筆の動く儘に

妄想と創作の狭間を漂流する老人のブログ

奥歯を噛みしめて

 私はどちらかというと肩が凝らない体質のようだ。肩凝りに苦しむ人は大勢いる。病気が原因の人、運動不足の人、仕事での姿勢やストレスあるいは神経質な性格が筋肉をガチガチにしてしまう人。お陰様で私の場合は楽天的な性格が肩凝りを遠ざけているのだと自己分析している。そんな私のことを鈍感で無神経な性格となじる人もいる。そんな人は大抵私に、人の気持ちなどこれっぽっちも理解できんだろうなどと言ったりする。その言葉をそっくりそのままお返ししてやりたくなるが楽天的な性格が「災いして」なのか「幸いにして」なのか私は嫌なことがあっても2~3時間もすれば忘れている。完全に忘れていなくてもかなり小さいものになっている。私は馬鹿なのかもしれない。

とはいえ私も生身の人間。漱石風に言えば「吾輩は人間である」である。2日前、左上の奥歯に痛みを感じた。なんだろうこの痛みは。虫歯でもないし歯茎が腫れているようでもない。これは・・・そうだあれだ。3日ほど前にやたら肩がつらかったことを思いだした。そう肩凝りから来る歯痛だ。昔から硬いものを噛み砕いて食べるのが好きな私にとってこれは翼の折れたエンジェルと同じくらいのダメージだ。昨日はさらに痛みが増し、右側の歯でしか物を噛めなかった。ただこの痛みは食べる時にだけ発生する。物を食べないときは全く痛くない。

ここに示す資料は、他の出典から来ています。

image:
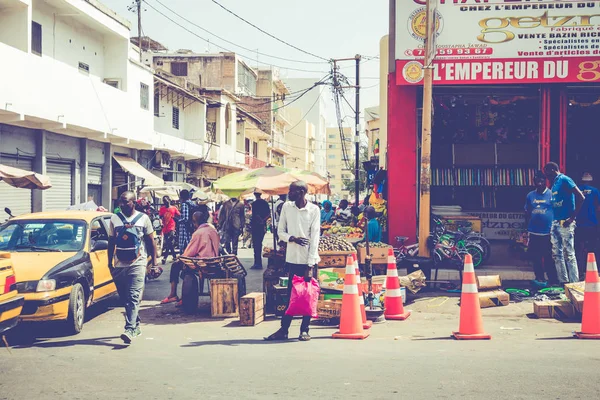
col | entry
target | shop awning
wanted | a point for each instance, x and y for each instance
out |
(134, 168)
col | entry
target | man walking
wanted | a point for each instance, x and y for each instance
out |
(131, 239)
(186, 225)
(586, 233)
(231, 223)
(300, 227)
(539, 213)
(566, 202)
(258, 223)
(168, 213)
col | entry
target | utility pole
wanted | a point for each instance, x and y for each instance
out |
(425, 178)
(357, 135)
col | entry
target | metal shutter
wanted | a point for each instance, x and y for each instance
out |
(59, 196)
(95, 174)
(18, 200)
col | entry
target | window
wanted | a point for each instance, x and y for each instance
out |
(36, 38)
(175, 117)
(144, 96)
(179, 68)
(156, 105)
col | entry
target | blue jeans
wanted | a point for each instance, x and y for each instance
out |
(563, 252)
(130, 285)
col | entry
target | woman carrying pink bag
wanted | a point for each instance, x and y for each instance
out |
(300, 227)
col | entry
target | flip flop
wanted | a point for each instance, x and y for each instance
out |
(168, 300)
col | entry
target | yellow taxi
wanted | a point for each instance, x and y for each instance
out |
(11, 302)
(61, 263)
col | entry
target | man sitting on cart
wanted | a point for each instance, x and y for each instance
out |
(204, 244)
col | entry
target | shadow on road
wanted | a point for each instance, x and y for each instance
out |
(238, 342)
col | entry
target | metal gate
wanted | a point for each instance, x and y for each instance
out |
(18, 200)
(60, 195)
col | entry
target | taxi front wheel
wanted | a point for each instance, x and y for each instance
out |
(76, 309)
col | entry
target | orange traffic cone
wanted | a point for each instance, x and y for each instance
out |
(471, 323)
(394, 309)
(350, 320)
(590, 321)
(361, 296)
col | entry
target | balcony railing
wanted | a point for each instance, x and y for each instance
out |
(253, 163)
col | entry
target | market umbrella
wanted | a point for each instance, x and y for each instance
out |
(21, 178)
(269, 180)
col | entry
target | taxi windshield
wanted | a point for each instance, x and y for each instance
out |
(42, 236)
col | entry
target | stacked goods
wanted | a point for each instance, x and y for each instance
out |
(332, 243)
(378, 252)
(490, 293)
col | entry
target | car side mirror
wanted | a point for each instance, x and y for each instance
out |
(100, 245)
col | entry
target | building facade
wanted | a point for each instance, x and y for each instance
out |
(339, 160)
(76, 105)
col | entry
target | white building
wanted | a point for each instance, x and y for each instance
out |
(73, 96)
(314, 108)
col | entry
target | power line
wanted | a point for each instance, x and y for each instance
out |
(267, 33)
(232, 43)
(224, 48)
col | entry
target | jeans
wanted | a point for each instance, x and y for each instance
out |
(169, 245)
(258, 235)
(130, 285)
(231, 239)
(563, 252)
(540, 253)
(286, 320)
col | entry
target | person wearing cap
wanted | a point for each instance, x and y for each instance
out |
(586, 233)
(539, 214)
(567, 200)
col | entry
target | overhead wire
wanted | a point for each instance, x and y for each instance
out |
(222, 47)
(269, 34)
(232, 43)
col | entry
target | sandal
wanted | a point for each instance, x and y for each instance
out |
(168, 300)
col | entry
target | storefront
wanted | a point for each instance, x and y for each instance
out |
(511, 83)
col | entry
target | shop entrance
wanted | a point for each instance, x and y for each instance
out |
(583, 133)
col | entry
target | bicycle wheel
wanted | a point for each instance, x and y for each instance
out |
(476, 253)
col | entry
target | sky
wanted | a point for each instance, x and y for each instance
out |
(325, 28)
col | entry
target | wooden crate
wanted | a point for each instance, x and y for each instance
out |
(331, 259)
(224, 298)
(252, 309)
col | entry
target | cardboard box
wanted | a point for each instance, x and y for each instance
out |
(495, 298)
(332, 278)
(575, 292)
(379, 255)
(559, 309)
(489, 282)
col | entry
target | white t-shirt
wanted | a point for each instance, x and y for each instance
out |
(143, 227)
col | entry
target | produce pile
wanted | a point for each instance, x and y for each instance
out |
(348, 231)
(334, 243)
(377, 245)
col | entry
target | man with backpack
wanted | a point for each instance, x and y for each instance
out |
(131, 241)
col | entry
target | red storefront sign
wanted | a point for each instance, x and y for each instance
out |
(502, 71)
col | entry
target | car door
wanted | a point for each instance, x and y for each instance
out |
(103, 281)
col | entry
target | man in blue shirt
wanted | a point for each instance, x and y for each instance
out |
(566, 201)
(586, 234)
(373, 228)
(539, 214)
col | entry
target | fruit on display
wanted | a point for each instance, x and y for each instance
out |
(372, 245)
(334, 243)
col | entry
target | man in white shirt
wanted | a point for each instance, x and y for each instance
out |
(300, 227)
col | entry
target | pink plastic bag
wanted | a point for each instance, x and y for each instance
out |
(304, 297)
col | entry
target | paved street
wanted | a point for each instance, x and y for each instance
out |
(184, 357)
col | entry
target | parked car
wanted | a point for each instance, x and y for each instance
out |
(11, 303)
(61, 263)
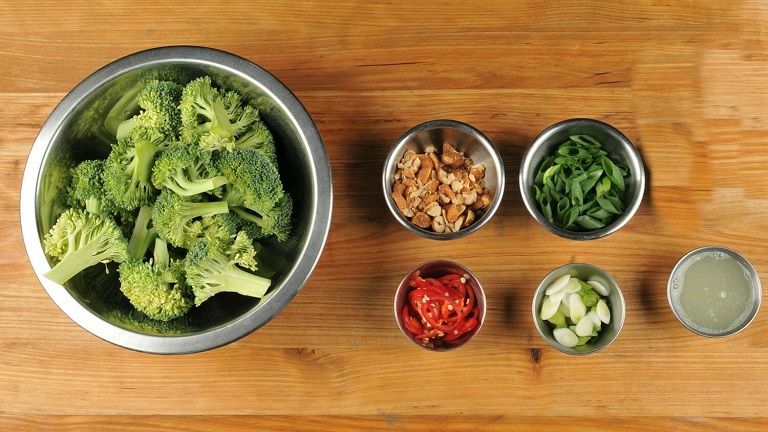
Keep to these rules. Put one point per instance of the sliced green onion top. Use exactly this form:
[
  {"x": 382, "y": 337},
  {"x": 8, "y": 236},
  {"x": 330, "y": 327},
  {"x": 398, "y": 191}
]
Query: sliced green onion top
[{"x": 578, "y": 187}]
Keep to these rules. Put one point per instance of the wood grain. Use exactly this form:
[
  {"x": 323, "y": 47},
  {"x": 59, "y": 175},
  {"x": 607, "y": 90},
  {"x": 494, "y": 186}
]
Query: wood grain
[{"x": 685, "y": 80}]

ただ何となく歯がボワーンとしているだけなのだ。

そして今日が来た。痛みは随分遠のいた。内田百閒だったか山口瞳だったかのエッセイに「遠くの方で誰かが呼んでいるような気がした。その声が少しずつ少しずつ近づいて来る」(大意)虫歯の痛みが襲ってくる様子をこう書いていた。今私の左上の奥歯の声は少しずつ少しずつ遠ざかっている。